En esa situación táctica, Bernardo Silva ocupará el flanco derecho del triunvirato creativo. La versatilidad del mediocampista portugués es total y también está capacitado para ser ese mediapunta central cuando Bellingham no esté en el once por rotación. Dicho esto, la prioridad de Mourinho es que el inglés sea un segundo delantero real en la zona donde más luce.
Dos hombres por posición
La idea original del técnico es que haya dos hombres compitiendo firmemente por la titularidad en cada puesto. Trent y Dumfries lucharán por el lateral derecho. Cucurella tendrá detrás a Carreras y al lesionado Mendy. Konaté y Rüdiger serán los centrales titulares por delante de Huijsen, Asencio y Militao, que actualmente también es baja. Por delante, Valverde, Tchouaméni, Bernardo Silva, Brahim y Camavinga pelearán por las cuatro plazas puramente centrocampistas, dos en el doble pivote y otras dos en la línea creadora de tres. Thiago Pitarch puede incorporarse a esa competencia si definitivamente se queda en la primera plantilla, una decisión que Mourinho medita con cuidado. Vinicius ocupará el extremo izquierdo del triunvirato y arriba estará Kylian. Endrick, Gonzalo, Mastantuono y el lesionado Rodrygo son los otros atacantes para cubrir las vacantes que dejen Mbappé y Vinicius, unos roles netamente ofensivos que Brahim también realiza perfectamente.
Pero no todos continuarán en el plantel. El portugués estudia decisiones importantes para el futuro de varios hombres que quizá necesiten muchos más minutos en otro sitio. Mourinho dibuja minuciosamente el plan para quedarse con la plantilla que quiere y ha colocado en el capítulo de transferibles a Camavinga y Asencio, mientras el joven Mastantuono necesita ser cedido para competir constantemente y curtirse en otro lugar. El caso de Asencio es particular. No desea irse y se marchará si llega una proposición interesante.
Jude Bellingham celebra uno de sus goles en el México - Inglaterra
La adquisición de otro central será un dato más para tomar esa determinación.

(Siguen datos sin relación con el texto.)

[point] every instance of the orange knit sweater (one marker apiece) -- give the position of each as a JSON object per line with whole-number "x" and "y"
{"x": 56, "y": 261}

La situación más especial es la de Gonzalo. Es un delantero válido para Mourinho, porque es un ariete clásico. Solo se marchará si llega una propuesta irrechazable que alcance los 50 o los 60 millones, en cuya hipótesis se le traspasará con un derecho de recompra. Hay una asterisco extraordinario en esta situación: si Gonzalo se queda, es factible que Endrick sea traspasado con derecho de recompra, salvo que él se niegue absolutamente, porque hay demasiados delanteros para competir solo con dos puntas. Hemos dejado para al final los casos de Tchouaméni y de Valverde.
En el Real Madrid nunca se dice nunca jamás porque si te ofrecen 120 millones por uno u otro la operación puede acometerse. Señalada la advertencia, Mourinho considera intocables al francés y al uruguayo. Solo una cifra indecente cambiaría esa posición y con ese dinero se atacaría el fichaje de otro mediocampista. Expuesta la verdad, el entrenador cuenta con los dos y hablará con ambos para que su anterior enfrentamiento no deje secuelas. El que quiere dejar secuela es Mourinho.